Já em Lisboa, sua presença causou rebuliço em uma das zonas comerciais mais movimentadas da capital portuguesa. "Coloquei a minha urna na Rua Augusta, mas a concorrência era ferrenha com vendedores e artistas, incluindo um cover do Michael Jackson, então fui praticamente enxotada para a Praça do Comércio", relembra.
Em Marrakesh, no Marrocos, Sabrina escolheu a famosa praça Jemaa el-Fna para posicionar a urna. Eclipsada por encantadores de serpentes, comidas exalando especiarias exóticas e outras atrações do olho do furacão da cidade, foi totalmente ignorada pelos locais.
"Fiquei três horas no meio daquela multidão, tentei de tudo, mas tive que me contentar com as respostas dos turistas para cumprir minha meta mínima, que é de 20 respostas por lugar", conta.
O estado de ânimo e o espírito explorador dos viajantes sempre garantem uma conversa, mas meu principal objetivo é tentar falar com os locais".
Falta de assunto não foi problema no Rio de Janeiro onde, parada na frente da Escadaria Selarón (que vai de Santa Teresa até a Lapa), recebeu até doações de canetas para dar conta do recado. Em uma próxima vez na capital carioca, pretende levar a urna ao Complexo do Alemão, comunidade que foi tema de "A voz do Alemão" (editora nVersos, 2013), um dos cincos livros publicados pela escritora.
"O litoral deixa as pessoas em outra rotação, com mais facilidade de se abrir", explica a mineira. "Tive a mesma impressão em capitais nordestinas, como Salvador e São Luís do Maranhão, onde recebi a maior quantidade de respostas de gente que queria simplesmente dançar naquele momento". Outra cidade que se destacou pela amabilidade e engajamento das pessoas foi Curitiba. "Como viajante, quebramos vários preconceitos e vamos mudando e aprendendo com as novas culturas".
De sexo ao espaço
Entre acertos e erros, o método também foi evoluindo com o tempo. "No início, esperava que pessoas sozinhas fossem mais propensas a conversar, mas depois notei que, quanto maior o bando, maior a probabilidade de que parem para trocar ideias".

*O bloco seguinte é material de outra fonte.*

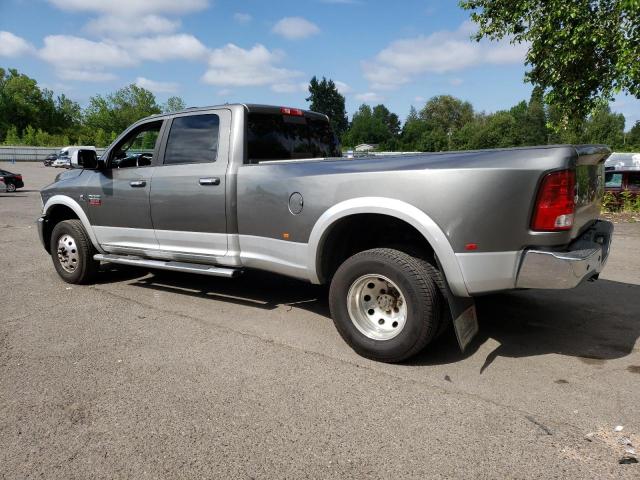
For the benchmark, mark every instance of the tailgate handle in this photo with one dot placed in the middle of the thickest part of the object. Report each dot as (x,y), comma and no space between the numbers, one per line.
(210,181)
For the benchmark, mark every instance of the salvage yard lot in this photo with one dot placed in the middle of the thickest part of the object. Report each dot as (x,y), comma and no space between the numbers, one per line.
(158,375)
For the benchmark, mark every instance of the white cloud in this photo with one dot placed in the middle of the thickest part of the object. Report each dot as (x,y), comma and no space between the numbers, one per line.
(132,7)
(233,66)
(293,28)
(85,75)
(242,18)
(342,87)
(166,47)
(117,26)
(69,52)
(79,59)
(439,53)
(13,46)
(301,87)
(370,97)
(157,87)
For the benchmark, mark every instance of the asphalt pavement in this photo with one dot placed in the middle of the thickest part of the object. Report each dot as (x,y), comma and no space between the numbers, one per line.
(158,375)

Começar a abordagem dizendo que faz a mesma pergunta em várias cidades também ajuda. "As pessoas se sentem parte de um projeto maior e ficam curiosas". Apesar de ter levado algumas cantadas e encontrado números de telefones, as conversas nunca foram além da calçada. "São relações fugazes".

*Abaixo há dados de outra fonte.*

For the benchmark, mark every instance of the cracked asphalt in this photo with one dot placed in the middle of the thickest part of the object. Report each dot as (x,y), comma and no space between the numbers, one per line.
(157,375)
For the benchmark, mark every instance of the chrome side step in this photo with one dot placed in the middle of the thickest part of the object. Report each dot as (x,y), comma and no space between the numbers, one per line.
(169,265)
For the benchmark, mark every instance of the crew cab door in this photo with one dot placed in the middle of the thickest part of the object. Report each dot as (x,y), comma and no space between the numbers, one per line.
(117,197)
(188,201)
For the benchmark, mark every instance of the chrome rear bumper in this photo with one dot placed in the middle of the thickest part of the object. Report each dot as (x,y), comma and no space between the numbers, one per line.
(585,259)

"Rodando o mundo com minha urna, esperava ler muitas respostas singulares", diz Sabrina. "Houve quem dissesse que queria ir ao espaço, fazer transição de gênero e até sair na rua correndo e gritando".
No entanto, após desdobrar centenas de papeizinhos amarelos, a jornalista concluiu que o desejo mais imediato das pessoas, seja em Los Angeles, Cabo del Diablo (no Uruguai) ou Paraty, são coisas simples. Fora viajar, que foi a resposta campeã, ver pessoas queridas, comer, dormir e fazer sexo foram as mais frequentes.
"Mesmo antes da pandemia, quando tudo ainda era possível, já estávamos adiando nossas vontades, o que mostra a dificuldade que temos em lidar com o presente", diz.
Tomara que, depois de tudo o que estamos passando, paremos de deixar projetos e sonhos para depois".
Quando a quarentena terminar, e viajar voltar a ser um desejo possível para brasileiros, a jornalista pretende produzir um documentário sobre a saga da urna amarela. Mas, se pudesse fazer qualquer coisa agora, subiria a Avenida Angélica, viraria na Paulista e caminharia até o prédio da antiga TV Gazeta.